In orthodoxen Kirchen werden Ikonen als Bilder – im Sinne eines dreidimensionalen Gegenstandes verehrt.


Die zwei Ikonen liegen auf einem Pult liegen, so dass sie berührt und vor allem geküsst werden können. Offensichtlich gelten Verehrung und Anbetung nicht nur dem dargestellten Heiligen (image) sondern auch dem Bild (picture). Ikonen sind beweglich und unterscheiden sich damit von Wandmalereien. [dazu Freistehende Bilder]

Der Kontext der beiden Ikonen in einer Kirche in Sofia.

Ikonen können wie Bildnisse oder Personen behandelt werden. Sie lassen sich küssen, bekleiden, waschen, schmücken, in Prozessionen durch die Kirche und die Stadt tragen. Sie können besessen werden.

Das berühmte Christusbild, die Sancta-Santorum-Ikone im Lateran in Rom wurde z.B. im Mittelalter an Maria-Himmelfahrt (15. August) in einer feierlichen Prozession in die Kirche S. Maria Maggiore getragen, um dort die Marien-Ikone Salus Populi Romani zu „besuchen“. Acht Tage nach dem Fest (Oktav) kamm dann die Marien-Ikone zu Besuch beim Bild ihres Sohnes. Bilder konnten dann im Zuge der Gegenreformation z.B. durch Krönung geehrt werden (vgl. Hans BeltingBild und Kult. Eine Geschichte des Bildes vor dem Zeitalter der Kunst. Beck, München 1990, S.352). Belting nennt viele Beispiele aus Legenden, wo Bilder wie Personen oder Heilige  agieren.

So werden folgerichtig Ikonen mit Votivgaben bedacht.

Gefasste Ikonen – Oklad

Christusikone Apollonia mit silbernem Oklad (Fassung).

Um die Ikonen vor den Berührungen und Küssen der Gläubigen zu schützen aber auch um sie besonders zu ehren, werden sie oft mit Silber- oder Goldblechen „bekleidet“. Bei diesem Beispiel aus Apollonia ist nur noch das Gesicht zu sehen. Die anderen Teile des Bildes werden durch das Relief des Oklad dargestellt.
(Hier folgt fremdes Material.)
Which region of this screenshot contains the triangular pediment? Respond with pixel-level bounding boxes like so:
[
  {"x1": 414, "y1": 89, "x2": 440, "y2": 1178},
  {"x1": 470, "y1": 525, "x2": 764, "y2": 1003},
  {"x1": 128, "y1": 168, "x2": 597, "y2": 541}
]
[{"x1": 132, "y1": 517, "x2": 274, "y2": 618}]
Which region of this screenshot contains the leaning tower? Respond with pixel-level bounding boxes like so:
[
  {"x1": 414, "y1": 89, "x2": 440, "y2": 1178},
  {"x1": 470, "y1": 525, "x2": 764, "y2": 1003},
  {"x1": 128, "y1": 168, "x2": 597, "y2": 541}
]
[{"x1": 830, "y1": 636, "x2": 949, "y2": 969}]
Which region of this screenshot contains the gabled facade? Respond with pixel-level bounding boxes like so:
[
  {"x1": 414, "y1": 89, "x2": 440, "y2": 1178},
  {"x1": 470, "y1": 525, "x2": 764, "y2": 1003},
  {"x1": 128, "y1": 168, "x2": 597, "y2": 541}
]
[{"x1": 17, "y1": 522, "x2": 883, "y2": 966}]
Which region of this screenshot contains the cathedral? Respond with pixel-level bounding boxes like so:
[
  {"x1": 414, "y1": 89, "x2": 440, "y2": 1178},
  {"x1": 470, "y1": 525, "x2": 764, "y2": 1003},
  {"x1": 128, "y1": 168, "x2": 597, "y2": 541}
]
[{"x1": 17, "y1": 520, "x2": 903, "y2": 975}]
Die Gläubigen berühren/küssen vor allem die segnende Hand, die davon schon relativ abgenutzt ist.

Diese Aufnahme des Oklads lässt das Ornament erkennen.

Weitere Ikonen mit Oklad.

 

Ikonen sind die Vorläufer der Gnadenbilder / Wallfahrtsbilder, die wir aus dem katholischen Brauchtum kennen. Wallfahrten gehen zu Bildern – zu Bildnissen oder Tafelbildern – nicht zu Wandmalereien … Man verlobt sich zu einer bestimmten Maria, etwa der von Altötting oder Maria Plain; genau genommen ist damit das jeweilige Bild gemeint.

https://de.wikipedia.org/wiki/Maria_Plain#/media/Datei:Maria_Plain_Gnadenbild.jpg
Auch das Gnadenbild von Maria Plain ist gekrönt und geschmückt.

Über Ikonen nachdenken

Worin unterscheiden sich bewegliche Bilder von unbeweglichen?
Warum eignen sich bewegliche Bilder besonders für einen magischen Bildgebrauch?
Untersuchen Sie die Bilder, die sich bei Ihnen zu Hause in der Wohnung finden, im Hinblick auf „freistehende Bilder“. Welche Bilder werden wie Ikonen verwendet, was stellen sie dar? Wo werden sie aufbewahrt bzw. präsentiert?